A major Pakistani English-language newspaper comments about him, "Known for his Hukka, dark achkan and distinctive cap, Nawabzada Nasrullah Khan spent all his life in fighting against dictators, military as well as civilian, and struggled to strengthen the parliamentary democracy, bothering little how he would go down in history for targeting all governments."

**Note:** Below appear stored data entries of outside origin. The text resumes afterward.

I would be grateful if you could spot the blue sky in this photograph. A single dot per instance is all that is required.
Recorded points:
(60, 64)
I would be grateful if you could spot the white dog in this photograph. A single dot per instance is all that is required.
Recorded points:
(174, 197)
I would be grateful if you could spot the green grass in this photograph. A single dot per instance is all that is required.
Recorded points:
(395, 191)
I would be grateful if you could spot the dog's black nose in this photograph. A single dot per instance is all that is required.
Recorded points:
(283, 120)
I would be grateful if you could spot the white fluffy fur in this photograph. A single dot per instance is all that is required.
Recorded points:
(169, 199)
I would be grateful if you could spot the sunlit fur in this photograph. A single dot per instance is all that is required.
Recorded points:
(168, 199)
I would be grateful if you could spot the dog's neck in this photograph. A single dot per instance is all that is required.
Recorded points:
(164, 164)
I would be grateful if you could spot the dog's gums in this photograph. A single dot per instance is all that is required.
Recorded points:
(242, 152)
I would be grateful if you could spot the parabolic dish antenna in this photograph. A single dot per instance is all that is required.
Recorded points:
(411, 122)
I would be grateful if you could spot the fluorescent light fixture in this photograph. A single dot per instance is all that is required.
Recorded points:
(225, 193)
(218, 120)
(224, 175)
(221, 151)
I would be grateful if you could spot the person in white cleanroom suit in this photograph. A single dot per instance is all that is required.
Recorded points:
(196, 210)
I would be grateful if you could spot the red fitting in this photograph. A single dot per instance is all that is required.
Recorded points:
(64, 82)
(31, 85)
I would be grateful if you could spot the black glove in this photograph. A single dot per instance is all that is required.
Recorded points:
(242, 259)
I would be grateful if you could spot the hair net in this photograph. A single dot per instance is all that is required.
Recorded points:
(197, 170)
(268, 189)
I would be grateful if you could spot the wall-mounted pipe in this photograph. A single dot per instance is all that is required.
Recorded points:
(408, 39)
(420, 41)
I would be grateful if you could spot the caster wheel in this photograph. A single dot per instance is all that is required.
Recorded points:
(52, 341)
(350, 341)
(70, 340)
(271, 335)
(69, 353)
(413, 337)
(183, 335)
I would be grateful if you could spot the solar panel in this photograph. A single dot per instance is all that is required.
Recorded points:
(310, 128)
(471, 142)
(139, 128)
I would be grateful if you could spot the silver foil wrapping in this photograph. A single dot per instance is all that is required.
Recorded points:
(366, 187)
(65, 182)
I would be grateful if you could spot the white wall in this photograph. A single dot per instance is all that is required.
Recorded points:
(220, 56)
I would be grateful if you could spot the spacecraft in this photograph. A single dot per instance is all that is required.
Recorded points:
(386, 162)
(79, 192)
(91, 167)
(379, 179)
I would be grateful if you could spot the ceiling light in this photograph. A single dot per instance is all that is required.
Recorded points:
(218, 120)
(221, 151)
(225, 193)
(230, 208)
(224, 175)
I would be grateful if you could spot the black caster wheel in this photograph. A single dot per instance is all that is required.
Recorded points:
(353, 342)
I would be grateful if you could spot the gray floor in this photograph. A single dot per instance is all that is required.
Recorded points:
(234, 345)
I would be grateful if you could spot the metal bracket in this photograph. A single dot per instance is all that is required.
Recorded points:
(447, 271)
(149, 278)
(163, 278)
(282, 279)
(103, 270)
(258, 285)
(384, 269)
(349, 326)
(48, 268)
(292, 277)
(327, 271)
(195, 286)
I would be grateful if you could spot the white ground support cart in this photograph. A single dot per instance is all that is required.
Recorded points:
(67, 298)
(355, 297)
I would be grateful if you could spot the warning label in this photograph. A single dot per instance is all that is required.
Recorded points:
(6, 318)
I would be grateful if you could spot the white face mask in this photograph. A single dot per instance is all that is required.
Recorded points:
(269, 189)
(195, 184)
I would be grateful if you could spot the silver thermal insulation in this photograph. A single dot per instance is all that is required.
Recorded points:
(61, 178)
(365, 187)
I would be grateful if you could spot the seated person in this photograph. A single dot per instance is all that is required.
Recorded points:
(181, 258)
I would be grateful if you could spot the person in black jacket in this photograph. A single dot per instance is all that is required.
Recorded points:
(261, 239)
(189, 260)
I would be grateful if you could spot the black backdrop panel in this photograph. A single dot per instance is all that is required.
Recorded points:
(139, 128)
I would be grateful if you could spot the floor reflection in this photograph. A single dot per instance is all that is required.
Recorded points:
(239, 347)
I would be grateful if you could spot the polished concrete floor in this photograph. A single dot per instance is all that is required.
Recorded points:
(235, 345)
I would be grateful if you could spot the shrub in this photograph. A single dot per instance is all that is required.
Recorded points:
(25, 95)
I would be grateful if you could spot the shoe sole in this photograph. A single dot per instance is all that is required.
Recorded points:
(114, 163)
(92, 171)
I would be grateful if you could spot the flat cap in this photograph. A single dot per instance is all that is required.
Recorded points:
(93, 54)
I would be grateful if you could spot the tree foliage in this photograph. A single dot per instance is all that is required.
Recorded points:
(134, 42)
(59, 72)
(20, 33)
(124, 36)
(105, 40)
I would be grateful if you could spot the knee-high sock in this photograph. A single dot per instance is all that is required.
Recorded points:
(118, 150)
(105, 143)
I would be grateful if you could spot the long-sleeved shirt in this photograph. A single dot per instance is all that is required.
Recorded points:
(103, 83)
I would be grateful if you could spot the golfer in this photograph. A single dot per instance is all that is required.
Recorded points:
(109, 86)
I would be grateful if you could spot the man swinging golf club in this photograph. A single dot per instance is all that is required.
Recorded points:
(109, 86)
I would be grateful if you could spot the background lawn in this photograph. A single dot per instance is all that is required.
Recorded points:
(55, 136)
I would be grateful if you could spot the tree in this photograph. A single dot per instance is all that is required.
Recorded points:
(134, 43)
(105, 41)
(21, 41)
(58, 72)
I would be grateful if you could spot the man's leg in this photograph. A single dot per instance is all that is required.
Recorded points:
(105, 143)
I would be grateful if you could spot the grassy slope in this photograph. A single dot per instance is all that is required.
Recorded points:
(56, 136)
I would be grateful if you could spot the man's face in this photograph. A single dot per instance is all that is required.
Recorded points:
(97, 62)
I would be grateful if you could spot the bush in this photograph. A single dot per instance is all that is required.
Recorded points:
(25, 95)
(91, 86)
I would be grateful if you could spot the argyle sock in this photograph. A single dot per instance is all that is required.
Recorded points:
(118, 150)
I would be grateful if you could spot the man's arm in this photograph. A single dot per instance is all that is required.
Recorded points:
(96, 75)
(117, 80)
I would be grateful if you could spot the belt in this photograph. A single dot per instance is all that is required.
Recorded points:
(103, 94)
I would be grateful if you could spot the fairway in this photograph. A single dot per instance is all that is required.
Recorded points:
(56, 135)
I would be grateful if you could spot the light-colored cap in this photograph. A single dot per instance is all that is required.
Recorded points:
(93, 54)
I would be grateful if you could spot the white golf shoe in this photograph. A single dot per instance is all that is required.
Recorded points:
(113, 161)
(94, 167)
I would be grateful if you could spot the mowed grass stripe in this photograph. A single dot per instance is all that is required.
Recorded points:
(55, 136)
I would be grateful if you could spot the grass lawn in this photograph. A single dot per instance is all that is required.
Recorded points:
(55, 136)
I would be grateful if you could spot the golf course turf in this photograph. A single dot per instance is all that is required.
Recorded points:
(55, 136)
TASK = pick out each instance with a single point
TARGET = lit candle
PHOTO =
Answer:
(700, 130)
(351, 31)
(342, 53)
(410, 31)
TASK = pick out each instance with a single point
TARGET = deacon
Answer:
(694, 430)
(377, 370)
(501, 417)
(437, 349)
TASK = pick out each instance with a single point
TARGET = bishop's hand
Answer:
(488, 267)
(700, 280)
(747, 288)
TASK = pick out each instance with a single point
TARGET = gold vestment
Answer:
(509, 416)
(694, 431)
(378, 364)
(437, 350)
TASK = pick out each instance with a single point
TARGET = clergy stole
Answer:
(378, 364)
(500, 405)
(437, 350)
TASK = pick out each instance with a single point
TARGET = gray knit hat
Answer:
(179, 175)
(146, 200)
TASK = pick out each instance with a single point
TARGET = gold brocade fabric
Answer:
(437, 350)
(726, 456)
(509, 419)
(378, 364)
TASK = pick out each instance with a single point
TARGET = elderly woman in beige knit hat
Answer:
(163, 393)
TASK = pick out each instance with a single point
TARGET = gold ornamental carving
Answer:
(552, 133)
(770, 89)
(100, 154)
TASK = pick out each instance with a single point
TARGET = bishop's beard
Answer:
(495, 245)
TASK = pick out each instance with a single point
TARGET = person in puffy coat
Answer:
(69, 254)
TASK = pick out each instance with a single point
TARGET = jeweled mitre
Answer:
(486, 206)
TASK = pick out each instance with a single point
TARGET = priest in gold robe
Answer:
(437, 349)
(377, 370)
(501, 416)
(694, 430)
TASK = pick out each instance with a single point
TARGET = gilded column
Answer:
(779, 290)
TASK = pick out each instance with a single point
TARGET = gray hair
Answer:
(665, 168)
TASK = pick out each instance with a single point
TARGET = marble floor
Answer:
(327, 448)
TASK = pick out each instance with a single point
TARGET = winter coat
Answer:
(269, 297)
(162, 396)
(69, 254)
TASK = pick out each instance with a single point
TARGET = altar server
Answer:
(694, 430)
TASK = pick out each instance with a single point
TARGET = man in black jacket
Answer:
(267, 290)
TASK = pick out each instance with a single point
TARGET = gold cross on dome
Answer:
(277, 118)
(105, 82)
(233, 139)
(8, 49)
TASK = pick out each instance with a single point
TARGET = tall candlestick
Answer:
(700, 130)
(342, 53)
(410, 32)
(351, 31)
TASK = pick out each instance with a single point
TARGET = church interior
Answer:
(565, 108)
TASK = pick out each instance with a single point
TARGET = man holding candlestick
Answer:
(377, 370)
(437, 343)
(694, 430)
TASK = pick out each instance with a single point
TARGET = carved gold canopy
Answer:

In its obituary for Nawabzada Nasrullah Khan, Dawn of Pakistan called him
a 'Crusading democrat'.

Another major English-language newspaper The Nation ran his obituary in its editorial - titled, 'Death of a veteran'.

== Books ==
Nawabzada Nasrullah Khan authored and was the subject of several books, which include compilations of his speeches, writings, and memoirs reflecting his long career in politics and his advocacy for democracy in Pakistan. Notable works include:

- جمہوریت کی تلاش, In Search of Democracy — a collection of his speeches and writings on parliamentary democracy and civilian supremacy in Pakistan.
- میرے مشاہدات, My Observations — memoirs recounting his experiences during the Pakistan Movement and his role in opposition politics.
- پاکستان میں جمہوریت اور آمریت, Democracy and Dictatorship in Pakistan — a critical commentary on the struggle between democratic forces and military dictatorships.
- نوابزادہ نصراللہ خان: زندگی اور خدمت, Nawabzada Nasrullah Khan: Life and Service — a biographical account compiled by his contemporaries, featuring his letters and articles.

Many of his speeches delivered in the National Assembly and at political rallies have also been compiled and published posthumously, highlighting his lifelong commitment to democratic ideals and constitutionalism.